1942 - Energy
Energy
Japanese paratroops land in mid-February on Sumatra's oil refineries outside Palembang and quickly take over wells for use by the Imperial Navy, keeping the Dutch and British from disabling production facilities.
Attorney General Thurman Arnold brings charges of criminal conspiracy in March against Standard Oil Co. of New Jersey, accusing the company of having covertly supplied Germany's I. G. Farben chemical colossus with proprietary information related to synthetic-rubber production. President William S. Farish pleads no contest, pays a $5,000 fine (Jersey Standard and several subsidiaries are also fined $5,000 each), and agrees to stop hiding from the United States certain patents for artificial rubber that Jersey Standard has provided to Farben since 1933. (Standard has also been providing gasoline and tetraethyl lead to fuel U-boats and the Lüftwaffe.) Standard's chairman Walter C. Teagle announces his retirement November 21; Farish dies of a heart attack at Milbrook, N.Y., November 29 at age 61.
Clinton, Iowa-born Standard Oil Co. of New Jersey chemical engineer Donald L. (Lewis) Campbell, 38, and three associates come up with a cheaper, more efficient way to "crack" hydrocarbons into smaller molecules and thereby increase the ability to produce aviation fuel (and synthetic rubber) from a fixed amount of crude oil (see Houdry process, 1936).

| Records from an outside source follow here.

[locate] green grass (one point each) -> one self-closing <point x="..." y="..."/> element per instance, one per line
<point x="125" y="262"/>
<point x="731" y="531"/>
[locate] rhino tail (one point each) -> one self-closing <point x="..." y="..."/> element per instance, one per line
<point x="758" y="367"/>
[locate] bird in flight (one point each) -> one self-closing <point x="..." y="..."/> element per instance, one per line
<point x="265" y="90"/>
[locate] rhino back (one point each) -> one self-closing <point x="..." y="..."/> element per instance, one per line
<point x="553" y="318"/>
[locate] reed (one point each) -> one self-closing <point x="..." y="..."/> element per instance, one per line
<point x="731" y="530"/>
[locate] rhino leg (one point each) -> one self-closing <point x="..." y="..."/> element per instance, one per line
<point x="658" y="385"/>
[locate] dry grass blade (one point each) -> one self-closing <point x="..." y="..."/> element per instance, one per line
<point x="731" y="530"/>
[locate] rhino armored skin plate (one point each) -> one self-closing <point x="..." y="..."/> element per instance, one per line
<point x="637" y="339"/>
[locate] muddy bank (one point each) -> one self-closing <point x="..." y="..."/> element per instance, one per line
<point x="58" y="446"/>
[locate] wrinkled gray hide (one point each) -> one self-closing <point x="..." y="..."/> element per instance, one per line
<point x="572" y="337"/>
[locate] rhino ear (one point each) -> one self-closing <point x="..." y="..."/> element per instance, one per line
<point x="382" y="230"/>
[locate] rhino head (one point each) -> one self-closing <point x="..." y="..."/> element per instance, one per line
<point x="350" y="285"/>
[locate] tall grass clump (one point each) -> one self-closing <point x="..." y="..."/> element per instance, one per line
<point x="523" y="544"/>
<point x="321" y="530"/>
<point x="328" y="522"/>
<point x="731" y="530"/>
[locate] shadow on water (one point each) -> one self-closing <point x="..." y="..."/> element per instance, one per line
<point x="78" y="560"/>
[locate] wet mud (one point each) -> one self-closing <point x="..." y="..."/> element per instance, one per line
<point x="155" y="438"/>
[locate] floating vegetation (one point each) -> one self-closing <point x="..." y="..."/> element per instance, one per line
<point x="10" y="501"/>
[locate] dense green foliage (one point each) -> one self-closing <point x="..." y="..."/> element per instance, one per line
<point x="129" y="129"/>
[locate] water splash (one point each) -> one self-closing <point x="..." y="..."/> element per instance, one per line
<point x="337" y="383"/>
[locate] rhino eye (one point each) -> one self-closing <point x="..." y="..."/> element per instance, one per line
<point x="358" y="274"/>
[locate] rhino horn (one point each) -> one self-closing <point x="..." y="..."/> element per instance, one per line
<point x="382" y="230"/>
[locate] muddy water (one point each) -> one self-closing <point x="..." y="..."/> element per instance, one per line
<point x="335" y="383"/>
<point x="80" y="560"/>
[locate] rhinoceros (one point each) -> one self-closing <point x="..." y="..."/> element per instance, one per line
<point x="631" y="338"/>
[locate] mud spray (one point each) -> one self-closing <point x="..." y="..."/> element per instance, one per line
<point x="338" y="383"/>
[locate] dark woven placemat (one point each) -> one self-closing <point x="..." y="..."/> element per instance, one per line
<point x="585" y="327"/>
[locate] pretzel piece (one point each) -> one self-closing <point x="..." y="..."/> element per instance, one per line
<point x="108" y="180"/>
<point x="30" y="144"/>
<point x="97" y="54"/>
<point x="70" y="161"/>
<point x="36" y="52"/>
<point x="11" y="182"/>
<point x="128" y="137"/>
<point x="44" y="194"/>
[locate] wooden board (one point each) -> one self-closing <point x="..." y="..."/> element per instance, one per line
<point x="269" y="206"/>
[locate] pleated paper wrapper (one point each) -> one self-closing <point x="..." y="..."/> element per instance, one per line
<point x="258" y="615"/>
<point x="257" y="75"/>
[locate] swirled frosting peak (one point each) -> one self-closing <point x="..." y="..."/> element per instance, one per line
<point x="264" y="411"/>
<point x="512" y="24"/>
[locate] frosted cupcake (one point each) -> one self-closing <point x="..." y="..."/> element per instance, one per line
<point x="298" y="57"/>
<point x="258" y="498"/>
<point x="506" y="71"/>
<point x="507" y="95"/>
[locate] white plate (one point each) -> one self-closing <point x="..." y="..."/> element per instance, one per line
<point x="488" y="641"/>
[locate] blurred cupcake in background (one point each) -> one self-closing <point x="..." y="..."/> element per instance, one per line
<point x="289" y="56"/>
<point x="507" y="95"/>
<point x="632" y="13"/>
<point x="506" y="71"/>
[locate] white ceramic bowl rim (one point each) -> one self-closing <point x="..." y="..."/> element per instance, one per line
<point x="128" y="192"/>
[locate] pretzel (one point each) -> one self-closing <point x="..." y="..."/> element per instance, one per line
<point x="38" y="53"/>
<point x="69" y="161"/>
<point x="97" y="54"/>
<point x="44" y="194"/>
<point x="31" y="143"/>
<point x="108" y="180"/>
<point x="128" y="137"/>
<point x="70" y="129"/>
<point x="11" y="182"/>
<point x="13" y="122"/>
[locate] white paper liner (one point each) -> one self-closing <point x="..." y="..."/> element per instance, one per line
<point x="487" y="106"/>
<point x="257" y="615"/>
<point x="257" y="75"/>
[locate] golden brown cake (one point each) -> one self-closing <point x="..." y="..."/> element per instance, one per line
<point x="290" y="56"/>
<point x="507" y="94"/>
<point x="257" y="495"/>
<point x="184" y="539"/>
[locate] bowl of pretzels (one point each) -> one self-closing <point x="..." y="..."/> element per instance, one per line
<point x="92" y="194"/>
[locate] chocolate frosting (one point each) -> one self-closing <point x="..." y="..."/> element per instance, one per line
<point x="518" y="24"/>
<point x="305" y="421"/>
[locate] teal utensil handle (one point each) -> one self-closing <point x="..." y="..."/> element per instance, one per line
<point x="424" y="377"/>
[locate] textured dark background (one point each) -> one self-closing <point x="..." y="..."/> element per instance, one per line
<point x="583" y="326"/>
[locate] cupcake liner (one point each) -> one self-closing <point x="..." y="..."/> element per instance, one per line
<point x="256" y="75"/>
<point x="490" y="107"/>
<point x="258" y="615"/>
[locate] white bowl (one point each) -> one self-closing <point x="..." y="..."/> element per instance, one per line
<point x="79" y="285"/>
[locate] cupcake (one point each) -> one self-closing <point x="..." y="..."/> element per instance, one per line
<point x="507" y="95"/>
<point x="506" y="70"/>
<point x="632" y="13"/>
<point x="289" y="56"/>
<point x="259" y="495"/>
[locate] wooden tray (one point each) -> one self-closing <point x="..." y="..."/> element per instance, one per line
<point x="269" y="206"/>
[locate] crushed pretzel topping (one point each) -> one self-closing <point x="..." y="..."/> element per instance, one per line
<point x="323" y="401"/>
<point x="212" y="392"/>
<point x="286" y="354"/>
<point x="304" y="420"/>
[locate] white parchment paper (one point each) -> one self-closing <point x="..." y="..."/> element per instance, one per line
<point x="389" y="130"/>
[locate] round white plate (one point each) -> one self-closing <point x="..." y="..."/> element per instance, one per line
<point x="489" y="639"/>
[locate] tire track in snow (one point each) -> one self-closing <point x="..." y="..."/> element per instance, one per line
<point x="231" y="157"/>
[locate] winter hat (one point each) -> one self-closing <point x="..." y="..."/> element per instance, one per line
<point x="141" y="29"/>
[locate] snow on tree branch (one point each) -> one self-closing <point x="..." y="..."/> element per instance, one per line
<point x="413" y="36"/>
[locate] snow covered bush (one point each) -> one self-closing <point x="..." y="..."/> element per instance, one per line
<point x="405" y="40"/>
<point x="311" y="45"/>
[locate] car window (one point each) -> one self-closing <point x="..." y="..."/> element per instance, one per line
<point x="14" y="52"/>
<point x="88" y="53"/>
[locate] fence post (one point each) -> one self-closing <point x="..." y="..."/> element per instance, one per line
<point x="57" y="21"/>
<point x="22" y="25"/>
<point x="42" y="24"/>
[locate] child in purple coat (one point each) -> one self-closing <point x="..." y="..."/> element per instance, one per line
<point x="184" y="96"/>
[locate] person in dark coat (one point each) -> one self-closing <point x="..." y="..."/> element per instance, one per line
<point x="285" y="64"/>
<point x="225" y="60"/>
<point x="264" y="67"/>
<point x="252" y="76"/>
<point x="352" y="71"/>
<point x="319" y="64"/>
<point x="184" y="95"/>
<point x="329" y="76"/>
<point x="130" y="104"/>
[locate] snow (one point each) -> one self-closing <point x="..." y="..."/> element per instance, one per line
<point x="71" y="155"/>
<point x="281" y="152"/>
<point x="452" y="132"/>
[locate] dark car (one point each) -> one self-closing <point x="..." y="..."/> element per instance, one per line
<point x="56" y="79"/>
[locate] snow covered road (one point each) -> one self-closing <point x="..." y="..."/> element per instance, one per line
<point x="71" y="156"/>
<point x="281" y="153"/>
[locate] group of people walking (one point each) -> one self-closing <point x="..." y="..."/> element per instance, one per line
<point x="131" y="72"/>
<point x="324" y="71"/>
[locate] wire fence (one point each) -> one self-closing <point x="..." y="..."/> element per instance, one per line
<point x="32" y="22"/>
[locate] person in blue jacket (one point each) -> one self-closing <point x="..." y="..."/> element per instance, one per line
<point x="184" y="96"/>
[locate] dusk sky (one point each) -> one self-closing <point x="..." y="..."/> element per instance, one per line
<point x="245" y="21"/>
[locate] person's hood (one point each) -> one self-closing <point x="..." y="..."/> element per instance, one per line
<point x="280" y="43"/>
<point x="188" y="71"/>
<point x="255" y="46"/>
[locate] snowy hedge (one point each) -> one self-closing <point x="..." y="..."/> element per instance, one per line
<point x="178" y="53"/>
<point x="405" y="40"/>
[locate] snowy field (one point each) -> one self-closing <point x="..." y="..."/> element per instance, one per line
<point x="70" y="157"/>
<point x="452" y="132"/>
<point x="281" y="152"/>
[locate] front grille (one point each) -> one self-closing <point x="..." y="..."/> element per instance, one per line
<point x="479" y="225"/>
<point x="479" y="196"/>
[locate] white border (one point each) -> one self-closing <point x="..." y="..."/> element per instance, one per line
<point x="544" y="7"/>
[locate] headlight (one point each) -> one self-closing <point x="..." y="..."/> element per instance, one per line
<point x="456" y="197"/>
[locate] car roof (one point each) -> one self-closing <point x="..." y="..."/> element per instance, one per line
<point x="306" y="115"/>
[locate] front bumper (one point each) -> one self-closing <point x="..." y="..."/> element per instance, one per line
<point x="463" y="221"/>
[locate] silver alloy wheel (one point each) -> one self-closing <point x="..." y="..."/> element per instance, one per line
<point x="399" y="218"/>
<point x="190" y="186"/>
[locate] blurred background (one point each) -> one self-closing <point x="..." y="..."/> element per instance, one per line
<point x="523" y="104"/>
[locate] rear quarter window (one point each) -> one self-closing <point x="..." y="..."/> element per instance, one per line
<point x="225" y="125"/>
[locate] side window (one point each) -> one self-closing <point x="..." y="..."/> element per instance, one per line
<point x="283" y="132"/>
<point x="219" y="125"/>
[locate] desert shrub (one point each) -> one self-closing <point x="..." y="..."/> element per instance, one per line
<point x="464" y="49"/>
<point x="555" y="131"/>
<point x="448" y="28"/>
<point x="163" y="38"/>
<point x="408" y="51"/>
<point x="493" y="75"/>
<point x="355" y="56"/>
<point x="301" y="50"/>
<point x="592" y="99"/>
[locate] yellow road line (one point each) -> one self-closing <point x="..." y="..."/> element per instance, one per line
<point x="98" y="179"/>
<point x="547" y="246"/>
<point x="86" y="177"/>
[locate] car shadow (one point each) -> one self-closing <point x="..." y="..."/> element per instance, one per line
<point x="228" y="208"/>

Owners of the Houdry patent have demanded $50 million for use of their process, Standard Oil engineers have tried without success to duplicate it, but Campbell, Homer Z. Martin, Eger V. Murphree, and Charles W. Tyson find that a powdered catalyst mixed with air or oil vapor behaves just like a fluid, creating a chemical reaction as it moves through the raw petroleum; carbon in the hydrocarbon attaches to the catalyst in a steady and continuous breaking-up process that allows a 6,000 percent increase in U.S. output of aviation fuel; within 60 years fluid catalytic cracking will be used in refineries worldwide that produce nearly 500 million gallons of gasoline per day.
Washington orders nationwide U.S. gasoline rationing in September, chiefly to reduce rubber consumption. Rationing has begun in May on the East Coast, where U-boat sinkings have reduced tanker shipments, but more than 200 congressmen have requested and received X stickers entitling them to unlimited supplies of gasoline. All U.S. motorists are assigned A, B, or C stickers as of December 1. Those with A stickers are allowed four gallons per week, this will later be reduced to three gallons, but nearly half of all motorists obtain B or C stickers that entitle them to supplementary rations because their driving is essential to the war effort, or public health, or for similar reasons. Truckers receive T stickers permitting them unlimited amounts of gasoline or diesel fuel, but pleasure driving is banned and a 35-mile-per-hour speed limit established on highways.